E qui arriviamo al punto dolente. Carbonio Editore nasce a Milano nell’aprile 2016 da un’idea di Fabio Laneri e Fortunata De Martinis. In quasi dieci anni, ha costruito un catalogo di rara intelligenza, con un filo rosso che legava ogni uscita: il pensiero come strumento di analisi e nutrimento per la mente, titoli portatori di idee originali capaci di fornire uno sguardo inconsueto. Fratelli Strugackij, Hermann Broch, Ludwig Tieck, Sabahattin Ali, Flaubert, Maupassant, e ora Villiers de L’Isle-Adam: un catalogo che in Francia o in Germania sarebbe stato sostenuto, premiato, celebrato. In Italia ha dovuto arrendersi.

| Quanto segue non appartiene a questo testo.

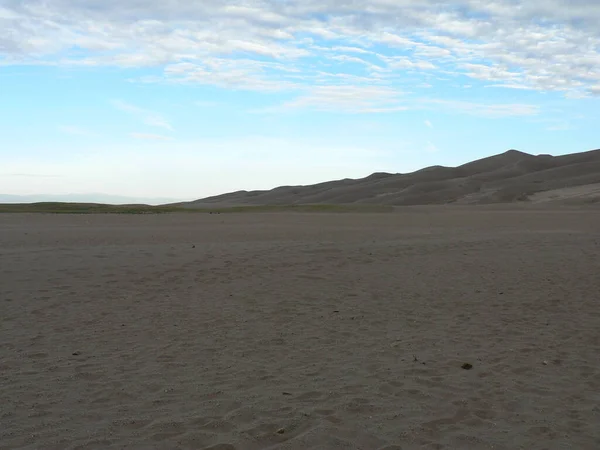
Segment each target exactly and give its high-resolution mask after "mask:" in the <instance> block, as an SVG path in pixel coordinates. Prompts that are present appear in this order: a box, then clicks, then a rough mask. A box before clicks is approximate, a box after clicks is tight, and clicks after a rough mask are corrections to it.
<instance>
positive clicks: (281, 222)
mask: <svg viewBox="0 0 600 450" xmlns="http://www.w3.org/2000/svg"><path fill="white" fill-rule="evenodd" d="M465 363H468V364H471V365H472V368H471V369H470V370H466V369H463V368H462V367H461V366H462V365H463V364H465ZM599 424H600V211H598V210H595V211H594V210H591V209H590V210H577V209H557V210H544V209H538V210H526V209H516V208H515V209H511V208H507V209H494V208H462V209H459V208H440V207H438V208H404V209H400V210H399V211H398V212H394V213H387V214H297V213H296V214H294V213H275V214H249V213H245V214H219V215H216V214H215V215H210V214H194V213H192V214H172V215H42V214H39V215H26V214H22V215H21V214H6V215H0V448H1V449H17V448H19V449H21V448H23V449H43V450H51V449H60V450H64V449H104V448H118V449H136V450H137V449H140V450H142V449H144V450H146V449H166V450H167V449H213V450H216V449H219V450H234V449H239V450H244V449H249V450H253V449H325V450H326V449H366V450H371V449H388V450H392V449H421V448H423V449H509V450H513V449H598V448H600V425H599Z"/></svg>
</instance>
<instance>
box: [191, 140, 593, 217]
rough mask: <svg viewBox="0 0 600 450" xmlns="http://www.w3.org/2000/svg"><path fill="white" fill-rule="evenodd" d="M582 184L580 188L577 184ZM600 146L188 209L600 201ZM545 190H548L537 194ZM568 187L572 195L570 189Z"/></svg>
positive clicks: (384, 173) (427, 168)
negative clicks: (543, 192)
mask: <svg viewBox="0 0 600 450" xmlns="http://www.w3.org/2000/svg"><path fill="white" fill-rule="evenodd" d="M575 187H578V189H575V190H574V189H573V188H575ZM599 188H600V150H592V151H589V152H583V153H574V154H570V155H563V156H551V155H537V156H536V155H530V154H528V153H523V152H520V151H517V150H509V151H507V152H505V153H502V154H499V155H495V156H490V157H488V158H483V159H479V160H476V161H473V162H470V163H467V164H463V165H461V166H458V167H443V166H433V167H427V168H425V169H421V170H418V171H416V172H412V173H407V174H392V173H374V174H372V175H370V176H368V177H366V178H361V179H356V180H354V179H344V180H337V181H328V182H325V183H319V184H313V185H308V186H281V187H277V188H275V189H271V190H266V191H237V192H232V193H229V194H223V195H217V196H214V197H208V198H204V199H200V200H195V201H192V202H185V203H180V204H179V205H180V206H184V207H188V208H202V207H226V206H239V205H300V204H352V203H363V204H364V203H366V204H369V203H370V204H383V205H430V204H449V203H452V204H489V203H510V202H524V201H535V202H537V201H569V202H586V203H587V202H596V201H600V189H599ZM541 192H545V193H546V195H539V193H541ZM567 192H568V194H567Z"/></svg>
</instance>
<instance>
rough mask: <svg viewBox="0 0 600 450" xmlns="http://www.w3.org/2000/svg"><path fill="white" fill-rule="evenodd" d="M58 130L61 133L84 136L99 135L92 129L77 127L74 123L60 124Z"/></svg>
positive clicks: (82, 136)
mask: <svg viewBox="0 0 600 450" xmlns="http://www.w3.org/2000/svg"><path fill="white" fill-rule="evenodd" d="M58 130H59V131H60V132H61V133H65V134H70V135H72V136H82V137H89V138H92V137H98V135H97V134H96V133H94V132H92V131H90V130H87V129H85V128H82V127H77V126H74V125H60V126H59V127H58Z"/></svg>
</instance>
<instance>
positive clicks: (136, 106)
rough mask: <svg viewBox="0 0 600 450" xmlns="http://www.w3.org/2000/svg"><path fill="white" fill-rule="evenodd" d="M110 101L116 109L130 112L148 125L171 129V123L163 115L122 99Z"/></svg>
mask: <svg viewBox="0 0 600 450" xmlns="http://www.w3.org/2000/svg"><path fill="white" fill-rule="evenodd" d="M111 103H112V105H113V106H114V107H115V108H117V109H118V110H120V111H123V112H126V113H128V114H131V115H132V116H134V117H136V118H138V119H139V120H140V121H142V123H144V124H146V125H148V126H151V127H158V128H164V129H165V130H169V131H173V127H172V125H171V124H170V123H169V122H168V121H167V120H166V119H165V118H164V117H162V116H161V115H160V114H158V113H156V112H154V111H150V110H148V109H144V108H141V107H139V106H136V105H132V104H131V103H127V102H124V101H123V100H112V101H111Z"/></svg>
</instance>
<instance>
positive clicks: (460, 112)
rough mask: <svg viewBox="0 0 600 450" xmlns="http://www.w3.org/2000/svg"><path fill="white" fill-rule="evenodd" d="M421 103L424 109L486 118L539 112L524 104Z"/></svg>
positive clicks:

Un vero peccato per un editore raffinatissimo: un evento dolorosissimo per la cultura nazionale. Così scrive, con parole che non lasciano spazio all’equivoco, chi ha seguito da vicino questa storia. E non si può che concordare. L’Italia ha un sistema editoriale che premia il volume, la quantità, il bestseller stagionale, la narrativa di consumo confezionata per i premi letterari. Uno spazio per chi lavora con la pazienza dell’artigiano, selezionando testi che richiedono lettori disposti a fare fatica, è uno spazio che si stringe ogni anno di più. Fondare una nuova casa editrice è sempre un’impresa folle; lo è ancor più in un paese in cui, per via di calcificati monopoli che riguardano ogni parte della filiera, l’emersione di una realtà indipendente è ostacolata in ogni modo.
Racconti crudeli rimane dunque come un doppio testamento: quello di un genio ottocentesco che sapeva già tutto sulla nostra mediocrità, e quello di una casa editrice che ha scommesso sull’intelligenza dei lettori italiani. Villiers aveva ragione sulla borghesia del suo tempo. Carbonio, purtroppo, ha avuto torto sul pubblico del nostro. Comprate questo libro. Non perché sia un gesto simbolico, ma perché è semplicemente uno dei libri più belli che potete mettere sullo scaffale. E perché certi addii meritano, almeno, di essere letti.